土生プロ初H 苦節5年目初スタメン
「交流戦、広島1-6ソフトバンク」(3日、マツダスタジアム)
一塁ベース上で、広島・土生翔平外野手(26)の表情が崩れた。満員のスタンドから拍手喝采を浴びる中で、内川に声を掛けられた。「プロ生活が始まったな、と言ってもらいました」。力強く右前にはじき返した白球。5年目にして、ようやく放ったプロ初安打だ。
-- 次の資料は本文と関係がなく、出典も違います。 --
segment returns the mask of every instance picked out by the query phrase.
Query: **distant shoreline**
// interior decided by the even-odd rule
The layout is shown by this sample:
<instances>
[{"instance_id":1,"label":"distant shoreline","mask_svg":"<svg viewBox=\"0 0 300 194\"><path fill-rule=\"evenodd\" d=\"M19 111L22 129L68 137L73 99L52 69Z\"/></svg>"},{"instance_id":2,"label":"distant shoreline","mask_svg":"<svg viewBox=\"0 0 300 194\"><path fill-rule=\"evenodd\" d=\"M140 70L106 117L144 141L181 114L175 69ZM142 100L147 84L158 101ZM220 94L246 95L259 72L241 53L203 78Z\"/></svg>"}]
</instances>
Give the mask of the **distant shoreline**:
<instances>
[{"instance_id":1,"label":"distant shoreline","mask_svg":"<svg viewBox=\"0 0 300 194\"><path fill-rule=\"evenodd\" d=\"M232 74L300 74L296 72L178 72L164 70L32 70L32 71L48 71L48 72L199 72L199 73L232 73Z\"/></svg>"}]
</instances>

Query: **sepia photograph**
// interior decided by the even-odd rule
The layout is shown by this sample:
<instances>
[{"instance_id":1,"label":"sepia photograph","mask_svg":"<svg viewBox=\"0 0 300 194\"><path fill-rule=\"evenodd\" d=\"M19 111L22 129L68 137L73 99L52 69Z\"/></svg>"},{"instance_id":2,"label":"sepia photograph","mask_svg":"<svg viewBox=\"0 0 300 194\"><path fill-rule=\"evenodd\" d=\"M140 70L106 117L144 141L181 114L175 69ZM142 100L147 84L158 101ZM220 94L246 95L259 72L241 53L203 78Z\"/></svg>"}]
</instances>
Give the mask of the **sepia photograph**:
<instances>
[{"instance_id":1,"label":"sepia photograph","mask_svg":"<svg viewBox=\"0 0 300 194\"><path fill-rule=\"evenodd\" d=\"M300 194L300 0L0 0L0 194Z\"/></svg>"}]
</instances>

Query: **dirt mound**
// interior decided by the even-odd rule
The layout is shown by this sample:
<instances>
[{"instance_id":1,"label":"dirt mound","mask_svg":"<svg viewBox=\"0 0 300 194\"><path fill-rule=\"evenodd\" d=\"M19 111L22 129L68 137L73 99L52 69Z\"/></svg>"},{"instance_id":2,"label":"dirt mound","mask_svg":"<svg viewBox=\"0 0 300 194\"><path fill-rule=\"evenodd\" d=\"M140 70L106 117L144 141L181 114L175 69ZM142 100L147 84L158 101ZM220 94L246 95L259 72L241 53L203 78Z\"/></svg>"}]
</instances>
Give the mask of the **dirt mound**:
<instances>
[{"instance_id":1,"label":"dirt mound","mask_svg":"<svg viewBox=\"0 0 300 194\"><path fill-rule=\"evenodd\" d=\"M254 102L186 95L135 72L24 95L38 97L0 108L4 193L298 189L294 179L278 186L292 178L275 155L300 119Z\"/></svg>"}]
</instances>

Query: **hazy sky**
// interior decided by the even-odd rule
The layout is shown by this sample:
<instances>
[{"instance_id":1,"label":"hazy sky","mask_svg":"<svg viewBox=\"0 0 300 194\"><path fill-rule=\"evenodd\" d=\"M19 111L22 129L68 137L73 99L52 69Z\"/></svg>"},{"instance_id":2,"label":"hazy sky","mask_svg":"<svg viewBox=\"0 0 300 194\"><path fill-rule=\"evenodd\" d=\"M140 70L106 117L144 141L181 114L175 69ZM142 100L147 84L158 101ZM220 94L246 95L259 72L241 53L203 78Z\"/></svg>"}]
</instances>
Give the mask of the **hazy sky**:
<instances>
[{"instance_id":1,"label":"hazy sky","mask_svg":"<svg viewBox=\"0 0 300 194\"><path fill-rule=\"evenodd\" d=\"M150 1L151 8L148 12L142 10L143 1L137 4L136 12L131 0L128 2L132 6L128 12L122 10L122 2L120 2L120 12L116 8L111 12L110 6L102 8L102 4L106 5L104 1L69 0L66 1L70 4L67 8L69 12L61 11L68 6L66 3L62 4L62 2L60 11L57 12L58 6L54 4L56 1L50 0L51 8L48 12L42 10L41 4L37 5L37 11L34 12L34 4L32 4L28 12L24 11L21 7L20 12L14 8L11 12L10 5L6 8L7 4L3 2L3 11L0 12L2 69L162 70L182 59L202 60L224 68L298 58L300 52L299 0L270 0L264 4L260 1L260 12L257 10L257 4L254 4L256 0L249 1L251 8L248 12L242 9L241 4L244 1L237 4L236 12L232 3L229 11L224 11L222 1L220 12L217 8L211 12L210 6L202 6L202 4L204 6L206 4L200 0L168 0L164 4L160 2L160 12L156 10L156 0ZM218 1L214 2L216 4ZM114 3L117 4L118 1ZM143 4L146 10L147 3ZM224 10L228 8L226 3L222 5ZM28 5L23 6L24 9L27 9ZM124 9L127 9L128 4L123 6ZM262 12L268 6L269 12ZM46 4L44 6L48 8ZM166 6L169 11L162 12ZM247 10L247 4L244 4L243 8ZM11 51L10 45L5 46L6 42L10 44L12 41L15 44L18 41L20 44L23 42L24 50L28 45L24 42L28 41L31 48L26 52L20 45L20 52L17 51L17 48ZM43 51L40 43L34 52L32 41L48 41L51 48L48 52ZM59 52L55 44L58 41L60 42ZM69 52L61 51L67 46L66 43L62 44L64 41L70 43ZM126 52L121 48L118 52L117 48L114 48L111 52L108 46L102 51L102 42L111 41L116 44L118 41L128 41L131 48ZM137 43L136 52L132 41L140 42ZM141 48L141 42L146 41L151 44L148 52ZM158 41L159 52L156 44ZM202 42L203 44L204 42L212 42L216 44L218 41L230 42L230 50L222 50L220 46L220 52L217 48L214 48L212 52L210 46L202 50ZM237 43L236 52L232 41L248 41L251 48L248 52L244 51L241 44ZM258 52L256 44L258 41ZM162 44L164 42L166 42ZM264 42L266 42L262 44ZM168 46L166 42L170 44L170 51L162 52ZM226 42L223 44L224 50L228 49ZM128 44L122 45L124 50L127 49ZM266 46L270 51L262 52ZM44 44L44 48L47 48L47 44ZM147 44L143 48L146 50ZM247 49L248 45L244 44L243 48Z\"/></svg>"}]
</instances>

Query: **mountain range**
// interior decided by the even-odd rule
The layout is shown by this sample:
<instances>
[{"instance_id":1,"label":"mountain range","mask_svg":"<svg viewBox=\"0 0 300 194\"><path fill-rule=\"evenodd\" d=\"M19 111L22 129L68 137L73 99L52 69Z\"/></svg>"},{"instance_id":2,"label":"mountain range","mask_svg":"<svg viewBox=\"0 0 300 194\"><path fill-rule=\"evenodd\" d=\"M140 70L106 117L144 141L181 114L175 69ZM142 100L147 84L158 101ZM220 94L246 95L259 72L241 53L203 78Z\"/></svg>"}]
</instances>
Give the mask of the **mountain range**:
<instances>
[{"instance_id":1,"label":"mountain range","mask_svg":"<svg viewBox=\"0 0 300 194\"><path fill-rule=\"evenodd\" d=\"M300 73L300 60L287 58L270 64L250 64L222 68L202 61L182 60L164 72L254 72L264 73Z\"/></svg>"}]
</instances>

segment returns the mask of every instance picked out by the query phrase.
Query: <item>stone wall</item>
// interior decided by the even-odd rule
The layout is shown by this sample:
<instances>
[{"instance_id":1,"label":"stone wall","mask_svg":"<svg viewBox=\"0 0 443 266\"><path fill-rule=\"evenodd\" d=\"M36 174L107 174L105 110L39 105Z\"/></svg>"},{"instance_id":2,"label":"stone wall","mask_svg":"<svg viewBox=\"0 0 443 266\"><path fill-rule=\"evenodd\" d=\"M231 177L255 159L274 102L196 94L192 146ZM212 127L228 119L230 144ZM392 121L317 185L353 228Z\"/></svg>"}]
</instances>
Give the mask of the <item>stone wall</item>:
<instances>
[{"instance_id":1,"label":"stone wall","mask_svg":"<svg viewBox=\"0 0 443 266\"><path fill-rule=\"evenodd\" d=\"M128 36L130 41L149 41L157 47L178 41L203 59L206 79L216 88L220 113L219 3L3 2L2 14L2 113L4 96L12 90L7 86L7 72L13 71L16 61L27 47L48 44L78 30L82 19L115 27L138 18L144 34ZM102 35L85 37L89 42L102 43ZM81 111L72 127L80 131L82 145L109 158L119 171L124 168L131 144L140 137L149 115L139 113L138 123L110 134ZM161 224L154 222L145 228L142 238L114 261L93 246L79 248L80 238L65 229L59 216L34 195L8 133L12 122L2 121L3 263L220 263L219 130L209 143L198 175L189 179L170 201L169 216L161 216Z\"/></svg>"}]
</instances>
1-5の七回。カウント3ボール1ストライクから東浜の直球を迷わず振り抜いた。「6番・右翼」でプロ初のスタメン出場。初回、松山の二ゴロの間に1点を奪い、なおも2死二、三塁で決め球のシンカーに空振り三振に倒れていた。「シンカーを見極めてボール先行になれば、甘い球が来るんじゃないかと思っていた」。狙い通りだった。
苦節5年目で花が咲いた。初の1軍初昇格を勝ち取ったのも今季だ。昨秋キャンプでは石井、東出打撃コーチらの助言を受けバットのヘッドを効かす打撃を磨いてきた。ウエスタンでは打率3割以上をマーク。「いろいろな人に支えられてきた。感謝したいです」。周囲の期待に応えた。
07年夏の甲子園では、広陵の主将として野村、巨人・小林誠とともに準優勝に輝いた。プロでは、同学年の中で最も遅咲きになった。「やっと始まった。明日もしっかりと準備して頑張りたい」。スタートラインに立ち、前を向いた。